As a first step, read through the contract and check whether it contains a force majeure clause. If it does, review its language closely. Force majeure generally requires two conditions to excuse performance: (a) the occurrence of unforeseen, extraordinary circumstances that create a risk that neither party has agreed to bear, and (b) the extraordinary circumstances were beyond the control of the party seeking to suspend or avoid performance. Contractual force majeure provisions typically list a series of events that the parties have agreed would excuse performance, including, as examples: a pandemic, epidemic, public health emergency, government action, or, more generally acts of God or events beyond the control of either party. In addition to listing particular triggering events, force majeure clauses typically state that performance is suspended for the duration of the event, and, in some cases, for a reasonable period beyond the event. Some force majeure provisions may require that the party invoking it provide notice to the other party, including advising of the expected duration that performance will be suspended.
Even where a contract does not contain a force majeure provision, California law may excuse performance of a contract when extraordinary events not within the contemplation of the contracting parties, and beyond their control, make performance impossible or commercially impracticable. See, e.g., City of Vernon v. City of Los Angeles (1955) 45 Cal.2d 710. California Civil Code Section 1511 and the California Commercial Code Section 2615(a) reiterate these common law principles: The failure to perform or a delay in performance is excused when it is rendered impossible or impracticable by the occurrence or nonoccurrence of an event not within the contemplation of the parties and beyond their control, unless one of the parties explicitly agreed in the contract to assume the risk of such event.
Although force majeure and commercial impracticability are potentially viable defenses to performance of a contract, they are generally reserved for extraordinary situations. The current pandemic and government shelter-in-place measures may indeed be truly extraordinary, at least at the moment, for certain businesses and certain contracts entered into before the possibility of a COVID-19 event was reasonably anticipated.
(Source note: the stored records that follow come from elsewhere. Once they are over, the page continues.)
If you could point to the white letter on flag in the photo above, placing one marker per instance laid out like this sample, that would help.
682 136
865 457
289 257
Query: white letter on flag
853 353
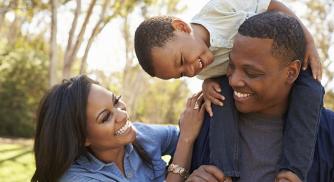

As time passes and the pandemic, government action, and government aid develop, however, the situation should change and become less exceptional.
Assuming that the current pandemic and government action would trigger a force majeure defense for contracts entered into, for example, before February 2020, the party seeking to avoid performance must still prove causation and is required to reasonably mitigate damages. Did the party invoking force majeure have other business problems before the pandemic that are causing or substantially contributing to the inability to perform? Has the party undertaken reasonable, diligent measures to mitigate the effect of the COVID-19 pandemic, such as redirecting its business efforts and minimizing costs? Moreover, why should the counter-party to the contract be forced to bear the risk of the pandemic?
The Coronavirus Aid, Relief, and Economic Security Act (“CARES Act”) signed into law on March 27, 2020 and other state enactments that may follow should also offer some contracting parties with sufficient relief and mitigation such that continued, or renewed, performance with pre-existing contracts may be required. The CARES Act provides hundreds of billions of dollars of funding available for Small Business Association loans, which will provide “forgiveness” (no repayment required) for amounts the businesses spend on interest payments for mortgages, payroll, utilities, and rent for an eight-week period after a loan originates. Government aid may enable businesses to mitigate their damages sufficiently that continued performance with contracts is required.
Aggressive litigants may also seek to take tactical advantage of the COVID-19 pandemic to avoid contracts they do not like. If you are faced with a baseless or overreaching claim that the COVID-19 pandemic has made contractual performance impossible, you may need to push back forcefully. And before you seek to take tactical advantage of the pandemic, keep in mind that courts are unlikely to look with sympathy on parties who try to exploit a worldwide health and financial crisis. Force majeure provisions should only be invoked where appropriate.
Any decision about whether to invoke force majeure or how to respond to a counter-party’s invocation of it is fact-specific. We expect to provide future updates on issues in specific contexts. For example, how will lenders and debtors address loan defaults if the pandemic triggers a long-term recession? How will commercial and residential landlords deal with sky-rocketing numbers of tenants who may suddenly be unable to pay rent?